Pickpockets and bag-snatchers, some working on motorini (motor scooters), operate in most major cities and are particularly active in Naples and Rome. The best way to avoid being robbed is to wear a money belt under your clothing. Keep all important items, such as money, passport, other documents and tickets, in your money belt at all times and wear bags or cameras slung across the body. You should also watch out for groups of dishevelled-looking women and children asking for money. Their favourite haunts are major train stations, tourist sights and in shopping areas. If you have been targeted by a group take evasive action (such as crossing the street) or shout 'Va via!' (Go away!) in a loud voice. You should also be cautious of sudden friendships, particularly if your new-found amico or amica wants to sell you or give you something. Parked cars are also prime targets for thieves, particularly those with foreign number plates or rental-company stickers. Try not to leave anything in the car if you can help it and certainly not overnight. Car theft is a problem in Rome, Campania and Puglia. It is a good idea to leave your car in supervised car parks. Service stations along the motorways are often a haunt of thieves. If possible park where you can keep an eye on your car.

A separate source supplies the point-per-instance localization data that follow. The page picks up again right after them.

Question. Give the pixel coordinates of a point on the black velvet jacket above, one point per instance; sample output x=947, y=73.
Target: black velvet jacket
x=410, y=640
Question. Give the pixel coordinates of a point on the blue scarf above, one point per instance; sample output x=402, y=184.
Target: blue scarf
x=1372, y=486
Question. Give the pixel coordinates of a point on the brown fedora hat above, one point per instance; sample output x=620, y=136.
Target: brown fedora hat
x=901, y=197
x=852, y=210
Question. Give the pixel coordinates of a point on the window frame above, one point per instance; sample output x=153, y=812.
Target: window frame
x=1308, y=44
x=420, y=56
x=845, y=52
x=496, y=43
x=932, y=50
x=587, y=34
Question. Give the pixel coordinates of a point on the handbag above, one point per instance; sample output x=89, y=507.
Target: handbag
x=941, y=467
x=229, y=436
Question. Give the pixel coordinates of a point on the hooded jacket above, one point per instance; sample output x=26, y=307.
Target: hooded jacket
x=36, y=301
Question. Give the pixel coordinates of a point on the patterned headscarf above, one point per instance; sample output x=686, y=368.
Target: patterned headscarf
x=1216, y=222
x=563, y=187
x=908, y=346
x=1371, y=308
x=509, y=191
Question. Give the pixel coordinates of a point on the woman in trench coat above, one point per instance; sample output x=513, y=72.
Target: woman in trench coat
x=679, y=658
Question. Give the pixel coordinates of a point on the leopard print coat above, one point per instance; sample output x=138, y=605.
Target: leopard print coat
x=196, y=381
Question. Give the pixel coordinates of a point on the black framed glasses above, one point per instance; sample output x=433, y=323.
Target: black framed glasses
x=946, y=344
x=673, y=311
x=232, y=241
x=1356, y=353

A few Italians practise a more insidious form of theft: short-changing. If you are new to euros, take the time to acquaint yourself with the denominations. When paying keep an eye on the bills you hand over and then count your change. In case of theft or loss, always report the incident at the police station within 24 hours and ask for a statement, otherwise your travel insurance company won't pay out.
Local Health Conditions
This is only found in the Alps.
Rabies is a fatal viral infection. Many animals can be infected (such as dogs, cats, bats and monkeys) and it's their saliva that is infectious. Any bite, scratch or even lick from a warm-blooded, furry animal should be cleaned immediately and thoroughly. Scrub with soap and running water, and then apply alcohol or iodine solution. Medical help should be sought promptly to receive a course of injections to prevent the onset of symptoms and death.

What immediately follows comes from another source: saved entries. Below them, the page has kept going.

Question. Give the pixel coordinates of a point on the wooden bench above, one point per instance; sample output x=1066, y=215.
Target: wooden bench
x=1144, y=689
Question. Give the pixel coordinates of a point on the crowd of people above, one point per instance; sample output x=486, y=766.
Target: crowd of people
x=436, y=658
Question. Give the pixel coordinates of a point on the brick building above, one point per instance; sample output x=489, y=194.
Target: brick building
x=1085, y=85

This is found in coastal regions. Spread through the bite of an infected sand fly, leishmaniasis can cause a slowly growing skin lump or ulcer. It may develop into a serious life-threatening fever usually accompanied with anaemia and weight loss. Infected dogs are also carriers of the infection. Sand fly bites should be avoided whenever possible.
Lyme disease is transmitted by deer ticks, which are only 1-2 mm long. Most cases occur in the late spring and summer. The first symptom is usually an expanding red rash that is often pale in the centre, known as a bull's eye rash. However, in many cases, no rash is observed. Flu-like symptoms are common, including fever, headache, joint pains, body aches and malaise. When the infection is treated promptly with an appropriate antibiotic, usually doxycycline or amoxicillin, the cure rate is high. Luckily, since the tick must be attached for 36 hours or more to transmit Lyme disease, most cases can be prevented by performing a thorough tick check after you've been outdoors.